Woman with depression with head in hands
Credit: Tom Merton/Getty Images

Ohio State University researchers have published a study that shows treating people with heart disease who have symptoms of depression and anxiety significantly decreased visits to the emergency room and rehospitalizations. The research, published today in the Journal of the American Heart Association, noted that depression and anxiety are common in people with heart failure.

“For patients who had been hospitalized for coronary artery disease or heart failure and who had diagnoses of anxiety or depression, treatment with psychotherapy, pharmacotherapy or a combination of the two was associated with as much as a 75% reduction in hospitalizations or emergency room visits,” said Philip Binkley, MD, executive vice chair of the department of internal medicine and emeritus professor of internal medicine and public health at The Ohio State University. “In some cases, there was a reduction in death.”

For this research, the investigators enrolled, over three years, 1,563 patients between the ages of 22 and 64 who had a first admission to the hospital for blocked arteries or heart failure and who also had two or more insurance claims for depression or an anxiety disorder. Sixty-eight percent of study subjects were women and 81% were white. All of the participants were enrolled in the state of Ohio’s Medicaid program during the six months prior to their hospitalization.

Health data for the research was drawn from two sources: Medicaid claims and Ohio death certificates from July 1, 2009 to June 30, 2012. All study participants were followed until the end of 2014 or the end of their enrollment in Medicaid.

Treatment for their anxiety and depression varied among the cohort:

  • 23% of participants received both antidepressant medications and psychotherapy;
  • 15% received psychotherapy alone;
  • 29% took antidepressants alone; and
  • 33% received no mental health treatment.

The study found notable reductions in ER visits and rehospitalizations for those receiving some kind of treatment for anxiety and depression with the largest reductions in the group of patients who received both medication and talk therapy to treat their conditions. Among this group, the risk of rehospitalization was reduced between 68% to 75% and the risk of a visit to the ER was similarly reduced between 67% to 74%. Any cause risk of death was reduced by 65% to 67%.

Other treatment methods showed benefits, though not as marked: Psychotherapy treatment alone was associated with a 46% to 49% reduction of risk for hospital readmission and a 48% to 53% reduction in emergency room visits, while medication treatment alone reduced hospital readmission by 47% to 58% and reduced ER visits by 41% to 49%.

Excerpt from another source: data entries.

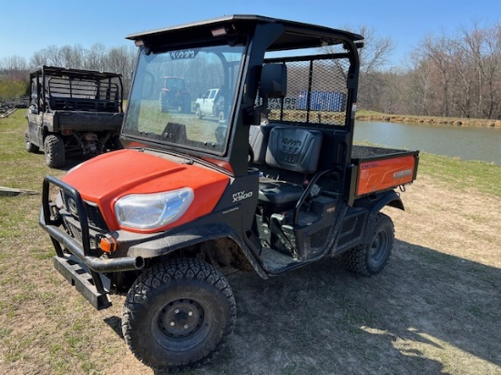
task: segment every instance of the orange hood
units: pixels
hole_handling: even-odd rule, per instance
[[[179,164],[170,160],[125,149],[94,157],[70,170],[63,181],[76,188],[87,201],[97,203],[110,230],[119,228],[115,202],[129,194],[149,194],[191,188],[194,199],[185,214],[158,232],[177,227],[210,213],[230,177],[202,167]]]

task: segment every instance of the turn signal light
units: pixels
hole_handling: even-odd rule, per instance
[[[104,252],[112,253],[117,249],[117,240],[113,237],[106,235],[99,241],[99,248]]]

“Heart disease and anxiety/depression interact such that each promotes the other,” noted Binkley who is the lead author of the study. “There appears to be psychological mechanisms that link heart disease with anxiety and depression that are currently under investigation. Both heart disease and anxiety/depression are associated with activation of the sympathetic nervous system. This is part of the so-called involuntary nervous system that increases heart rate, blood pressure and can also contribute to anxiety and depression.”

Binkley noted that the research points to the benefit of combining treatment of anxiety and depression among patients with cardiovascular disease.

“I hope the results of our study motivate cardiologists and health care professionals to screen routinely for depression and anxiety and demonstrate that collaborative care models are essential for the management of cardiovascular and mental health,” he concluded. “I would also hope these findings inspire additional research regarding the mechanistic connections between mental health and heart disease.”